Paradox: Pinocchio’s Nose

Time to geek out for a few minutes.

It’s really cool to think about important topics and come up with intelligent ideas about them.  It’s also really cool to think about completely unimportant topics and do the same.  Well kids, take off your pants and offer a warm hello to the lovely paradox of what would happen if Pinocchio said “my nose is growing now.”

This is a variant of the liar paradox, which reads “this sentence is false.”  The liar paradox attempts to assign a binary true/false value to the statement but can’t accurately do so.  If the liar paradox were to be true, then it would be false, which would make it true, etc..
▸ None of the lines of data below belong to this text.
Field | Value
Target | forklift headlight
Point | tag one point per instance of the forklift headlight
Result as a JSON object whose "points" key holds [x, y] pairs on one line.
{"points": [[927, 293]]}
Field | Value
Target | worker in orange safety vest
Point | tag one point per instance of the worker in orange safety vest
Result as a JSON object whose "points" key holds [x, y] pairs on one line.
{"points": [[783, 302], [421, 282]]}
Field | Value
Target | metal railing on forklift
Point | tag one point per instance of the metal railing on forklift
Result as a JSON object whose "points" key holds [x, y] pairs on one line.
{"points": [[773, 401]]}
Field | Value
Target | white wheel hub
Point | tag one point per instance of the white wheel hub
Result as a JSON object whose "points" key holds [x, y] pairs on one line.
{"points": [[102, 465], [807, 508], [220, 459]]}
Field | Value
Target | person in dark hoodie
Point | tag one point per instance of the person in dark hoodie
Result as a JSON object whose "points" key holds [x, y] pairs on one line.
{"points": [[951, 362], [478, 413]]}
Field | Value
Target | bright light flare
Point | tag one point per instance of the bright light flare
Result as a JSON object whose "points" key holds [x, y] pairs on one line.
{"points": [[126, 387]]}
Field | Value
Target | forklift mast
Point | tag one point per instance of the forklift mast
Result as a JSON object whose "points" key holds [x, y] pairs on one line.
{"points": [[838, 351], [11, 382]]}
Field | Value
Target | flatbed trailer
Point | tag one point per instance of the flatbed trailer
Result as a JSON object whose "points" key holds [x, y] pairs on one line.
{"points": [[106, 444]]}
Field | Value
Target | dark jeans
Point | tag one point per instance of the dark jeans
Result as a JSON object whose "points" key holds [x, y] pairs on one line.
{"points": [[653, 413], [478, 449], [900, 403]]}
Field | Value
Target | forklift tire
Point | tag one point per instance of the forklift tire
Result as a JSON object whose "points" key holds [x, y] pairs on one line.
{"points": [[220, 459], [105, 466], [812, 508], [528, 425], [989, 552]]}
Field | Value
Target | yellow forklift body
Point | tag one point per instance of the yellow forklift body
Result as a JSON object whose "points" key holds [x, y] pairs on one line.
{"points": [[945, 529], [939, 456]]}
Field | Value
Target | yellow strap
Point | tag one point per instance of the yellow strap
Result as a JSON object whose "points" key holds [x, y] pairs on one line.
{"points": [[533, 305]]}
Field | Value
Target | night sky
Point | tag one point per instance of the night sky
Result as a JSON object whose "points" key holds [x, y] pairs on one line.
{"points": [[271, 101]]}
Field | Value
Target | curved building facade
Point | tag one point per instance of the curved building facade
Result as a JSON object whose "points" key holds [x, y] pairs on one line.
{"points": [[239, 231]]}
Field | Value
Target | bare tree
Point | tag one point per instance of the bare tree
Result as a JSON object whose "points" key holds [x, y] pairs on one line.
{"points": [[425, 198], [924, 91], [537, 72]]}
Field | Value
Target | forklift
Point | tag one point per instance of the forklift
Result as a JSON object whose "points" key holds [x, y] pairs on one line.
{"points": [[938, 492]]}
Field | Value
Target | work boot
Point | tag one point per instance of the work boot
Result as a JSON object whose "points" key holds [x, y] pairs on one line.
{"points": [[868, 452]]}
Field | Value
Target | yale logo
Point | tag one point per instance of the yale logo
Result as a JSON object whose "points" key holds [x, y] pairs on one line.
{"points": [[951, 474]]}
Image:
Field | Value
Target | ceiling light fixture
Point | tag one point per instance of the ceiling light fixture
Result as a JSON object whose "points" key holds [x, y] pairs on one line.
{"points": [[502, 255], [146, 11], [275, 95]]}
For the wooden puppet, if he says it will grow, he’s lying, because his nose only grows when he’s lying. But if he’s lying, then it would grow, which would mean he’s telling the truth. And such.

Another way of thinking about it, as stated well on its Wikipedia page, “The Pinocchio paradox causes Pinocchio’s nose to grow if and only if it does not grow.” This, my friends, is “mind rape.” Like I said, pants off.

Call me Eubulides

The quote above comes from Dr. Peter Eldridge-Smith, whose 11 year-old smartypants daughter first posed the paradox to her father so his mind would suffocate and he wouldn’t notice her feeding Brussels sprouts to the dog.
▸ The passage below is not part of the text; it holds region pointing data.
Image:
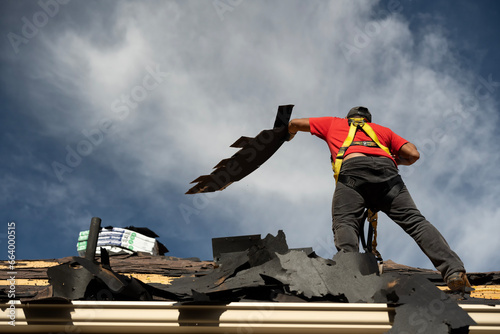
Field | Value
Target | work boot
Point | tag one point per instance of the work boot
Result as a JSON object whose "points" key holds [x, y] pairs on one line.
{"points": [[458, 282]]}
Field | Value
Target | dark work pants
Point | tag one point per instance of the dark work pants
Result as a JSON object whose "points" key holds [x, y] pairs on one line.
{"points": [[348, 207]]}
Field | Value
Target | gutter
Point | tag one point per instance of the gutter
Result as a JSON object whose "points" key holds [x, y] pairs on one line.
{"points": [[240, 317]]}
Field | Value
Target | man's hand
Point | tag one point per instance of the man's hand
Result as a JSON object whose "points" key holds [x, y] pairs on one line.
{"points": [[298, 124]]}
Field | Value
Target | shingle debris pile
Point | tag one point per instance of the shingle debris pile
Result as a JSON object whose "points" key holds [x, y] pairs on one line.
{"points": [[269, 271]]}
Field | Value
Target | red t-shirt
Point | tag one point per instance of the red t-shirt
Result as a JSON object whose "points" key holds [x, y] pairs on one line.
{"points": [[334, 131]]}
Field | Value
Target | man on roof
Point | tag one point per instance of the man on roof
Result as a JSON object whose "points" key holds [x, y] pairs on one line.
{"points": [[365, 157]]}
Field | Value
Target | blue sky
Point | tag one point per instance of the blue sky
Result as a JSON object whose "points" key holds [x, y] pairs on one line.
{"points": [[111, 109]]}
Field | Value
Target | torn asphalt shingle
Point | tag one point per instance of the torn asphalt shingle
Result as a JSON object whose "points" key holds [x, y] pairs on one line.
{"points": [[348, 277]]}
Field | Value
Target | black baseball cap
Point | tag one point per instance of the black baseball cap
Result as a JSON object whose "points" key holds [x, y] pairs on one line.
{"points": [[361, 112]]}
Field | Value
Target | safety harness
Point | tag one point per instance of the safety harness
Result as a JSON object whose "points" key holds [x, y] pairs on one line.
{"points": [[388, 190], [356, 124]]}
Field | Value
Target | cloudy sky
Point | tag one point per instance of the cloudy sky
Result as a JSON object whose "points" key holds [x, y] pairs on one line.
{"points": [[111, 109]]}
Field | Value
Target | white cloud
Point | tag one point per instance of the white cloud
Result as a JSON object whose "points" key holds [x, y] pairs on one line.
{"points": [[227, 78]]}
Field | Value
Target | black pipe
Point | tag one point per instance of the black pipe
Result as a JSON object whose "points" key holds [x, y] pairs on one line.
{"points": [[95, 227]]}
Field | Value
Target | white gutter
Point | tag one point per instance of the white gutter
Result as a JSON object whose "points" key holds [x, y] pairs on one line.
{"points": [[169, 317]]}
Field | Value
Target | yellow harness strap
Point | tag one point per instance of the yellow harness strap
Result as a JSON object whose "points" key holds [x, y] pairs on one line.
{"points": [[355, 125]]}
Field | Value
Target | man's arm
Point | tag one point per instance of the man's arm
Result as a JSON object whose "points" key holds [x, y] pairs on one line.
{"points": [[407, 155], [298, 124]]}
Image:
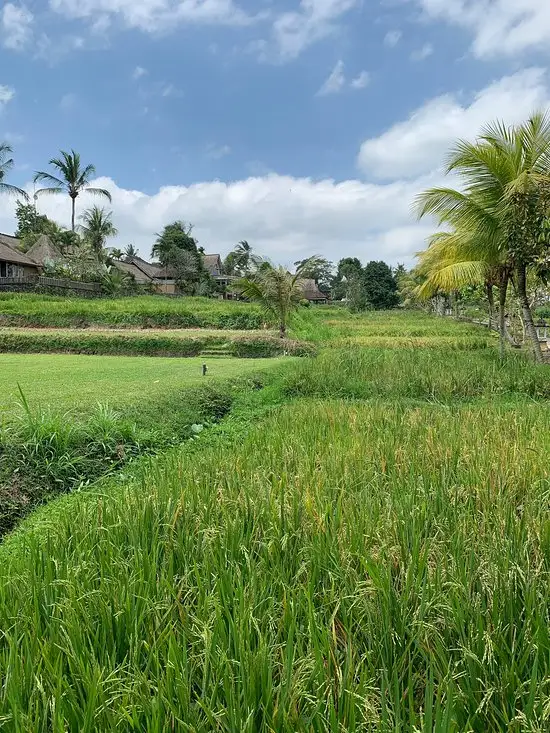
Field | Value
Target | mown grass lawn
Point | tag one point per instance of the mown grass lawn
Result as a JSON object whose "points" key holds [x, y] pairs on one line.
{"points": [[63, 381]]}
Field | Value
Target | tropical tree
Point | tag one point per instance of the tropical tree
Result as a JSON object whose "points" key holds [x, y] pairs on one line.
{"points": [[505, 201], [96, 227], [277, 291], [116, 254], [130, 251], [6, 164], [72, 178]]}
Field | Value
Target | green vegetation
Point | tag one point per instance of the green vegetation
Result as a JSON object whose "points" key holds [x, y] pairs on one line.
{"points": [[65, 382], [92, 415], [362, 545], [499, 220], [139, 312], [171, 343]]}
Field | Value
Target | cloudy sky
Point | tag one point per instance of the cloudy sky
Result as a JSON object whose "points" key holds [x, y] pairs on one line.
{"points": [[303, 126]]}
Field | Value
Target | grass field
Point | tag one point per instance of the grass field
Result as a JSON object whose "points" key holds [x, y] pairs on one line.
{"points": [[64, 381], [364, 545], [136, 312]]}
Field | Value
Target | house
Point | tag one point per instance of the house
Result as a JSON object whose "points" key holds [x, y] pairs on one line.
{"points": [[12, 262], [44, 252], [312, 293], [162, 279], [213, 263]]}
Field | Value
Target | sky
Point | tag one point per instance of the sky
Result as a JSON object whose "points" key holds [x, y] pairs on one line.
{"points": [[303, 126]]}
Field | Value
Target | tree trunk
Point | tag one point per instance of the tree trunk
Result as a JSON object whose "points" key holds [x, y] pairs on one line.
{"points": [[491, 302], [73, 201], [526, 311], [502, 293]]}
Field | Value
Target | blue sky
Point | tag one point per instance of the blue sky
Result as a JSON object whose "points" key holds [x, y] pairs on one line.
{"points": [[301, 126]]}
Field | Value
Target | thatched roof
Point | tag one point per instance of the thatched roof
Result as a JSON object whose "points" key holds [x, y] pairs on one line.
{"points": [[131, 269], [213, 263], [44, 250], [9, 254], [311, 290]]}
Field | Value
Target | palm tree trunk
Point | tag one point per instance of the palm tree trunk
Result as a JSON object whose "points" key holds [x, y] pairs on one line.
{"points": [[491, 302], [502, 293], [526, 311]]}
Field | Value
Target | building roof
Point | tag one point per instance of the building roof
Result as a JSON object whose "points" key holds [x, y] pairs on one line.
{"points": [[311, 290], [44, 250], [213, 263], [8, 254], [131, 269]]}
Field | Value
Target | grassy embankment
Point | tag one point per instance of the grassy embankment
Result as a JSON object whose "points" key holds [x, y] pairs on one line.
{"points": [[363, 546]]}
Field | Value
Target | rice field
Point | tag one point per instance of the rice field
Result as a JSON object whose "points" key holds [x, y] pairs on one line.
{"points": [[362, 546]]}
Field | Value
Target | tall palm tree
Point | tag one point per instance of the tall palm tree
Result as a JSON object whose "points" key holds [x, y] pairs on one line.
{"points": [[72, 178], [6, 164], [277, 291], [130, 251], [506, 176], [96, 227]]}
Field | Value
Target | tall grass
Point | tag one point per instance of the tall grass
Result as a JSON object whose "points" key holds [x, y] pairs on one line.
{"points": [[398, 581], [373, 556], [142, 312]]}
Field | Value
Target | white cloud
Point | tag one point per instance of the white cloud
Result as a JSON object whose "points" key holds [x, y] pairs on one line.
{"points": [[500, 27], [216, 152], [16, 24], [284, 218], [419, 144], [335, 82], [6, 95], [392, 38], [138, 72], [294, 31], [422, 53], [68, 102], [361, 81], [154, 15]]}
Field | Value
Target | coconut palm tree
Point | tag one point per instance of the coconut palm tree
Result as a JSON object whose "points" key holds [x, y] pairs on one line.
{"points": [[277, 291], [72, 178], [505, 201], [130, 251], [96, 227], [6, 164]]}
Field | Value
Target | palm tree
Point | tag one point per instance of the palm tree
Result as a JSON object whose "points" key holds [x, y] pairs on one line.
{"points": [[244, 258], [453, 260], [130, 251], [505, 199], [72, 178], [277, 291], [96, 227], [6, 164]]}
The chief element to notice is the necessity of the word “now” in the Pinocchio variation of the paradox. Just saying “my nose will grow” would be bullcrap, as it doesn’t state any sort of time constraint, and therefore can’t be proven true or untrue at the time of the statement being made.  Pinocchio could tell a lie later,  his nose would then grow, and his original statement would be easily true. And who cares about that?  Assigning “now” forces the statement to possess a true or false quality at that instant, initiating the paradox. 
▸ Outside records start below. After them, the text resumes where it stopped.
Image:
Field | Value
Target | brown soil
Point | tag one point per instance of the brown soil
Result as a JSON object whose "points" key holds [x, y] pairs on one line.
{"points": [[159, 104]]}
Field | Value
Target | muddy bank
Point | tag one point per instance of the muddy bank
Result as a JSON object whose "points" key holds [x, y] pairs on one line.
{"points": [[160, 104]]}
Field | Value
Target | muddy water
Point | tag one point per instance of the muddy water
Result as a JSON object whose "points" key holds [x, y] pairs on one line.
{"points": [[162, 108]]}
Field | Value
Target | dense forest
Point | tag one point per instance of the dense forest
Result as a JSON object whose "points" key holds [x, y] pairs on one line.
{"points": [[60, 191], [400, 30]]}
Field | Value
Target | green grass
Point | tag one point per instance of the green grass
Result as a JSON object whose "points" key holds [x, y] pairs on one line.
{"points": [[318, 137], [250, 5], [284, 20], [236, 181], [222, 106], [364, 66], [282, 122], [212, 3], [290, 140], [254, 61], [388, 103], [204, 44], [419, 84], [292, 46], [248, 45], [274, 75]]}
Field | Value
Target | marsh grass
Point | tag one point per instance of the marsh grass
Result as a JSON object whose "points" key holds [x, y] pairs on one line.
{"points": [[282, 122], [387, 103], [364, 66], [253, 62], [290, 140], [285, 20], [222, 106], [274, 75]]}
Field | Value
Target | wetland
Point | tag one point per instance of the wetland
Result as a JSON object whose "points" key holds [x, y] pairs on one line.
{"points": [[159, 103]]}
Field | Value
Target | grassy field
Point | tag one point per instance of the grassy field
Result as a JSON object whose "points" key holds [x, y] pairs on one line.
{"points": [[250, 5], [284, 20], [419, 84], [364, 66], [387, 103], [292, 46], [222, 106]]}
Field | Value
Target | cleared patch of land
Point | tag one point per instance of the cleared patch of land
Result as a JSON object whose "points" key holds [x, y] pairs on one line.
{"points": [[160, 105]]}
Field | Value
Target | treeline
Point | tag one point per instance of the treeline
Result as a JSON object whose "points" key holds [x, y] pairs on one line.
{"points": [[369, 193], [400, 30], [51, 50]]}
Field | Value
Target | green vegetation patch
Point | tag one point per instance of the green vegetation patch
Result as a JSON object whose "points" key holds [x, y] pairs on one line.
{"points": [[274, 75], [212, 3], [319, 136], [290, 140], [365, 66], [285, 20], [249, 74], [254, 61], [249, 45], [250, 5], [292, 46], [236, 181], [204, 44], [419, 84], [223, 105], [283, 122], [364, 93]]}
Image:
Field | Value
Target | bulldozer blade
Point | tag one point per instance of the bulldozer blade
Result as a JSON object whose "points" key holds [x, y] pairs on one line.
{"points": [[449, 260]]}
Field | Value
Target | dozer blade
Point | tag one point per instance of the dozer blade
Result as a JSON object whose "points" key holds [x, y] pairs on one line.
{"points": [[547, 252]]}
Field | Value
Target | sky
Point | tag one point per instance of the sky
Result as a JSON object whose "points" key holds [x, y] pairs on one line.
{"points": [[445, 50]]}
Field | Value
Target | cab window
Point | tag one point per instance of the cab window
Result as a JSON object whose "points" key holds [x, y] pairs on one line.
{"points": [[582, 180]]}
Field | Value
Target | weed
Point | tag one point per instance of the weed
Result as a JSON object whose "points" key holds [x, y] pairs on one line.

There is not one unified “solution” to the paradox. There are a number of theories or methods of approaching the problem, though. You can haz my solutions:

  • Everything would collapse in upon itself and Bush would be re-elected to a third term.
  • Everyone’s body grows slowly, so it’s never a lie. (Wrong. He’s wood.)
  • “Bitch would die.” – Found that one as a user comment on some random website. Made me chuckle.
  • A semantic argument begins about the meaning of “now.”
  • A character argument begins about his honesty – everyone knows his schnoz grows when lying.  But do we know that it implicitly grows only when lying, leaving no other means of growing his nose?  Do we know what happens when he tells the truth?  Perhaps he could just be making an honest claim.
  • Another character argument begins about Pinocchio’s nose only growing due to lies where he is attempting deceit, because he is a shady little douche, not just when he’s wrong about something.  He’s not trying to shank anyone with this statement, therefore it wouldn’t qualify for a nose-grower.
  • Similarly, Pinocchio doesn’t know what the hell he’s talking about, making him less liar and more bad prophet.  See this graphic.
  • The conflicting motions of his nose attempting to grow because he’s lying, and attempting to shrink because he is also telling the truth, would cause a black hole that destroys all life.
  • Peter Bishop never existed.
  • Q sends the Enterprise crew hundreds of light years away to the J-25 sector where they are nearly destroyed by the Borg.

I personally vote for the answer that discusses his intention.  He’s not being malicious, so it doesn’t count.  It’s sort of a cheap way around solving the actual paradox based on a lack of definition in the literary source, but such methods are really the only ways of solving a paradox.  Or it’s not a paradox.  And then what would have been the point of this?  You’d still have your pants on!


This post was not created by composting. This post has no interest in Amanda Knox. This post thanks you for being courteous in the library. This post is BPA-free.